Property is, similarly, an entirely unnatural concept. At most, we can say that possession is a temporary characteristic of any thing around any animal, plant or mineral, to the extent that power can be exerted to control it.

Thus, here is natural law as it really is:

1. Fight tooth and nail to survive, because if you don't some other
human or animal or plant or even mineral will take it.

2. You are inexorably and ultimately subject to fate, even though your senses will fool you otherwise.

3. Hang on to whatever people, animals, plants and minerals you
control, knowing that you must relinquish them when you lose control.

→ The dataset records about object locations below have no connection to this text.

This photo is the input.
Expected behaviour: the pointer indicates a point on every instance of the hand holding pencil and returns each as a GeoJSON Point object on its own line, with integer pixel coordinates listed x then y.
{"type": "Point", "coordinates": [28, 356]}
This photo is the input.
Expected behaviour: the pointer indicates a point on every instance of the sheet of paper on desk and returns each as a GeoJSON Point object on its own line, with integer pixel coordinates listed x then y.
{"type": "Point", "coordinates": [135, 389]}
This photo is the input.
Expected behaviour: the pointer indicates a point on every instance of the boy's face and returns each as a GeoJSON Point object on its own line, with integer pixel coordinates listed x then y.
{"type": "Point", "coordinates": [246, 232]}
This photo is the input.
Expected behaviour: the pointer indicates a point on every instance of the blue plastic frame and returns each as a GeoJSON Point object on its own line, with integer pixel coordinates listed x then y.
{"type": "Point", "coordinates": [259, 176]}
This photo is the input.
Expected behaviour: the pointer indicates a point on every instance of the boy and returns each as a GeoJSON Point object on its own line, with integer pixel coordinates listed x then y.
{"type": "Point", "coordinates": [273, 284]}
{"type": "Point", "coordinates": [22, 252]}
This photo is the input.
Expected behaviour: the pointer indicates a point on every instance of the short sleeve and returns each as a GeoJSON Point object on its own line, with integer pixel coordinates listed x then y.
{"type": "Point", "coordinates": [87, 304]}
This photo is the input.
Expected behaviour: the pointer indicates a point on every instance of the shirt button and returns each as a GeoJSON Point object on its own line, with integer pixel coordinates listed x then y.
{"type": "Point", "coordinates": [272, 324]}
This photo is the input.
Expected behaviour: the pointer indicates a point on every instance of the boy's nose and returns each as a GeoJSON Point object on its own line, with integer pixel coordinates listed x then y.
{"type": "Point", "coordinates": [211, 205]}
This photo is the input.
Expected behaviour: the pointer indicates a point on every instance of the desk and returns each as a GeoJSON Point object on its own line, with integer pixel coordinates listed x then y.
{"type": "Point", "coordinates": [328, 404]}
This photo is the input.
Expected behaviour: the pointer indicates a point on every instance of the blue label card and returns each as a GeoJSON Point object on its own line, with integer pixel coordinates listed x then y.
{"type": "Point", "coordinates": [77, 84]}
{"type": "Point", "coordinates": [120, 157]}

Wednesday, September 22, 2010

My pal Friedrich Nietzche

Reluctantly, I come to the conclusion that the exploration of ethics, politicas or philosophy is pointless since we are incapable of free moral acts, are only goaded by what we are taught and are kept in line only by coercion.

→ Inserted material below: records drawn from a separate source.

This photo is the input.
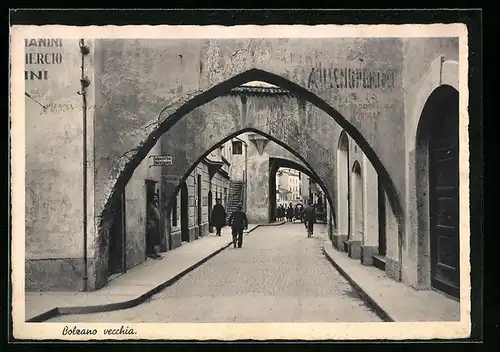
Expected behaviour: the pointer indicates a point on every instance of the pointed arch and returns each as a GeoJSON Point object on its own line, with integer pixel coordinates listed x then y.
{"type": "Point", "coordinates": [175, 111]}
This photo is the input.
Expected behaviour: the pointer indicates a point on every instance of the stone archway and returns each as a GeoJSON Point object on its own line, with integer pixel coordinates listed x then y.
{"type": "Point", "coordinates": [174, 113]}
{"type": "Point", "coordinates": [343, 182]}
{"type": "Point", "coordinates": [437, 188]}
{"type": "Point", "coordinates": [357, 213]}
{"type": "Point", "coordinates": [277, 163]}
{"type": "Point", "coordinates": [414, 249]}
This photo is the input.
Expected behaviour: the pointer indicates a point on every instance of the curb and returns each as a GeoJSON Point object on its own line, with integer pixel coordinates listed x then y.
{"type": "Point", "coordinates": [54, 312]}
{"type": "Point", "coordinates": [381, 313]}
{"type": "Point", "coordinates": [274, 223]}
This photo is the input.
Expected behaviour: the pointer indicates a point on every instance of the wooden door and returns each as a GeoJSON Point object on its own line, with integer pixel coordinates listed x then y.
{"type": "Point", "coordinates": [444, 199]}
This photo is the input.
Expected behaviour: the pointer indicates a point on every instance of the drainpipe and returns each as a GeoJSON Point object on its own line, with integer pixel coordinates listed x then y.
{"type": "Point", "coordinates": [245, 174]}
{"type": "Point", "coordinates": [85, 83]}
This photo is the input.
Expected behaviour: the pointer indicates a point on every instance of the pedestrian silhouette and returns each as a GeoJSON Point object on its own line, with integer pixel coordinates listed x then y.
{"type": "Point", "coordinates": [218, 217]}
{"type": "Point", "coordinates": [238, 221]}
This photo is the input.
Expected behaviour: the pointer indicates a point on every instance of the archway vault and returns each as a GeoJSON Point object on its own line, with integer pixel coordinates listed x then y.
{"type": "Point", "coordinates": [175, 111]}
{"type": "Point", "coordinates": [307, 167]}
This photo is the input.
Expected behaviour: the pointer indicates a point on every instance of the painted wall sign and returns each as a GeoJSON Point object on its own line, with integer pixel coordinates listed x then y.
{"type": "Point", "coordinates": [39, 54]}
{"type": "Point", "coordinates": [351, 78]}
{"type": "Point", "coordinates": [162, 160]}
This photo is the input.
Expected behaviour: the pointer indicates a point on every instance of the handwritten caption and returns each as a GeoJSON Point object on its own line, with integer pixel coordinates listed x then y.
{"type": "Point", "coordinates": [74, 331]}
{"type": "Point", "coordinates": [39, 53]}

The existence of freedom is much exaggerated. From the moment of our conception, our potential to decide and act is severely constrained by inherited biochemical traits.

Once we are born, we enter society in a social and economic context that is entirely not of our own choosing and very rarely changed in any substantive way by a free act, thought or deed. By the time we go to school, the course of our life is not known, but it is more or less set. The arena left to moral choice is absurdly minute, if it is exists at all.

Conscience, in the personal and moral sense understood in Western societies, is little more than a set of biochemical reactions in the brain to the challenges of the interaction of ingrained habit, social custom and individual tendencies. Shame and pride, in normal doses, are socially ingrained. There is nothing magical or "supernatural" about this.

In this context, the only purpose of institutions such as the churches or government) is to attempt to enforce socially mandated behavior; those that have failed to do this have either disappeared (the Shakers) or gone woefully astray (Stalinist Russia).